Suppose that someone asked you to evaluate all of the following series: $\sum_{n=1}^\infty \left(\frac{1}{3}\right)^n$, $\sum_{n=1}^\infty \left(\frac{2}{3}\right)^n$, $\sum_{n=1}^\infty \left(\frac{1.5}{3}\right)^n$, $\sum_{n=1}^\infty \left(\frac{-e}{3}\right)^n$. Each of these series would be relatively simple to evaluate on their own (they're simply geometric series, after all), but it would become tiresome to compute all of them sequentially. This is especially true since all the series seem so similar to each other. Wouldn't it be better to find some series we could evaluate which would tell us the value of each of these individual series?

This is the motivation behind power series, which are essentially functions that are defined in terms of series. In class we defined power series formally, as well as the notion of interval of convergence.

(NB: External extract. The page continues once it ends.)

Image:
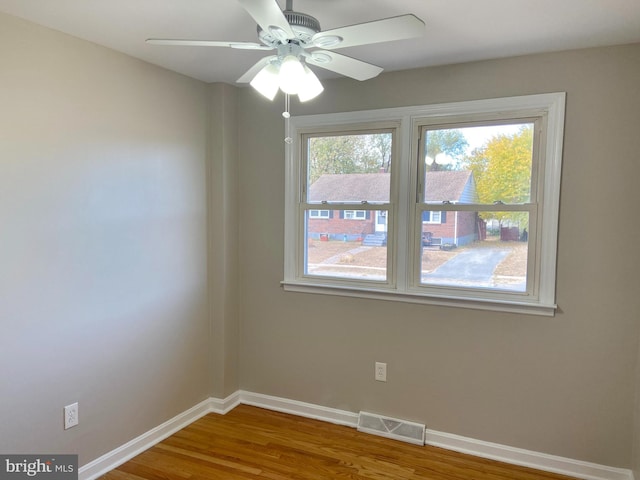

Lecture 26: A series representation for $\arctan(x)$
  • We began this class by reviewing how to compute the radius of convergence and interval of convergence for a power series. Afterward we computed some geometric power series using the geometric series theorem. By performing some simple operations on these series, we were able to discover a series representation for an old friend: $\arctan$. (At least for values of $x$ in the interval $[-1,1]$.) This allowed us to give the following (surprising!) series identity: $$\frac{\pi}{4} = 1 - \frac{1}{3} + \frac{1}{5} - \frac{1}{7} + \cdots.$$

Lecture 27: Generating power series from the geometric series $\frac{1}{1-x} = 1 + x + x^2 + x^3 + \cdots$
  • In this class we built on the idea we began investigating in our last session: that one can use substitution and integration/differentiation to take the known power series $$\frac{1}{1-x} = 1 + x + x^2 + x^3 + \cdots$$ and generate new power series from it. For instance, in class we used this idea to show that $$\ln(1+x) = x - \frac{x^2}{2} + \frac{x^3}{3} - \frac{x^4}{4} + \cdots $$ for values of $x$ in the interval $(-1,1)$.